W trakcie rozgrywki na naszej drodze staje kilka rodzajów przeciwników. Ludzi można sobie odpuścić, gdyż nie stanowią oni realnego zagrożenia – wystarczy rozważnie eksploatować możliwości pancerza i nie pchać się pod ogień. Cepidy natomiast to zupełnie inna para kaloszy – Ci są bowiem diabelnie szybcy, zwinni, a przy tym strzelają niesamowicie celnie.

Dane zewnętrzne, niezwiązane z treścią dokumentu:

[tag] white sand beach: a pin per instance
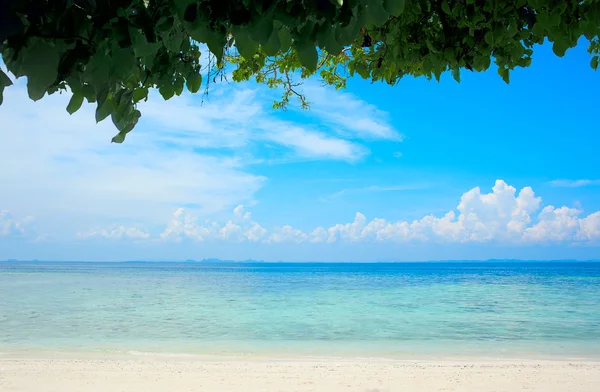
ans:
(135, 374)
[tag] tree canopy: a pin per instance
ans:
(111, 52)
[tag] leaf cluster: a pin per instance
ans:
(112, 52)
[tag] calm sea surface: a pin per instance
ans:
(483, 308)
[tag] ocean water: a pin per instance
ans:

Na szczęście po posłaniu do piachu każdego z nich otrzymujemy tak zwany Nanokatalizator (jego konkretna ilość jest uzależniona od tego, jakiego oponenta położyliśmy trupem), które można wykorzystać do wprowadzania ulepszeń. Tych nie jest niestety zbyt wiele – ot, możemy uruchomić tryb, w którym zaznaczane będą pozostawiane przez przeciwników ślady, czy wskaźniki pokazujące nam tor lotu wystrzeliwanych przez nich kul. Sami wrogowie natomiast nie są zbyt inteligentni, choć siły rażenia odmówić im nie sposób. Zwłaszcza jeśli wziąć pod uwagę nie tyle klasyczną piechotę, co opancerzone jednostki (te są w stanie przyjąć na klatę kilkaset kul z karabinu maszynowego) lub tak zwane Pulsary, do których lepiej nie zbliżać się bez konkretnego planu działania. Na pochwałę zasługuje także arsenał, który jest odpowiednio rozbudowany – do naszej dyspozycji oddano całą masę karabinów maszynowych, karabinów snajperskich, strzelb i wyrzutni rakiet – co najważniejsze, do nich także możemy doczepić rozmaite gadżety takie tłumiki lub kilka celowników. Przejście gry już na normalnym poziomie trudności zajmuje około dwunastu godzin, co w dzisiejszych czasach jest wręcz rewelacyjnym wynikiem. Choć fabuła rozwija się w dobrym tempie i obfituje w rozmaite zwroty akcji, z czasem zaczynamy zauważać jej słabe strony, którymi zająłem się w poniższym akapicie. Na koniec wspomnę o rewelacyjnej oprawie graficznej – co by nie mówić, Crysis 2 jest jedną z najlepiej wyglądających gier na PlayStation 3...

 

 

Wady:

...szkoda tylko, że animacja ma tendencję do klatkowania, co zdarza się wyjątkowo często. Niestety gracze, którzy nie potrafią przymknąć na to oka, muszą poważnie rozważyć ewentualny zakup, by nie czuli się zawiedzeni. Inna sprawa, że główny bohater (którego uczyniono niemową...) to istne popychadło – ot, wykonuje polecenia najróżniejszych osób „z góry” i nawet nie próbuje przeforsować własnego zdania. Co jeszcze? Należy wspomnieć o trybie multiplayer, który szczyt popularności ma już dawno za sobą. Czasami trzeba czekać zdecydowanie zbyt długo na towarzyszy zabawy, by rozpocząć rozgrywkę, co na pewno nie jest mocną stroną opisywanej gry.

 

 

Werdykt:

Drugą odsłonę cyklu Crysis można obecnie dorwać za około 50 PLN, co jest ceną bardzo atrakcyjną. Otrzymujemy bowiem dopracowaną (aczkolwiek nie do granic możliwości) produkcję, która stanowi spełnienie marzeń każdego miłośnika gatunku science fiction. Co prawda gra ma swoje wady, jakich z całą pewnością można było uniknąć, jednakże frajda towarzysząca zabawie jest w stanie bez problemu je wyeliminować. Szczerze polecam, zwłaszcza jeśli przygotowujecie się na premierę Crysisa 3 – taka przystawka do dania głównego będzie wyjątkowo zjadliwa.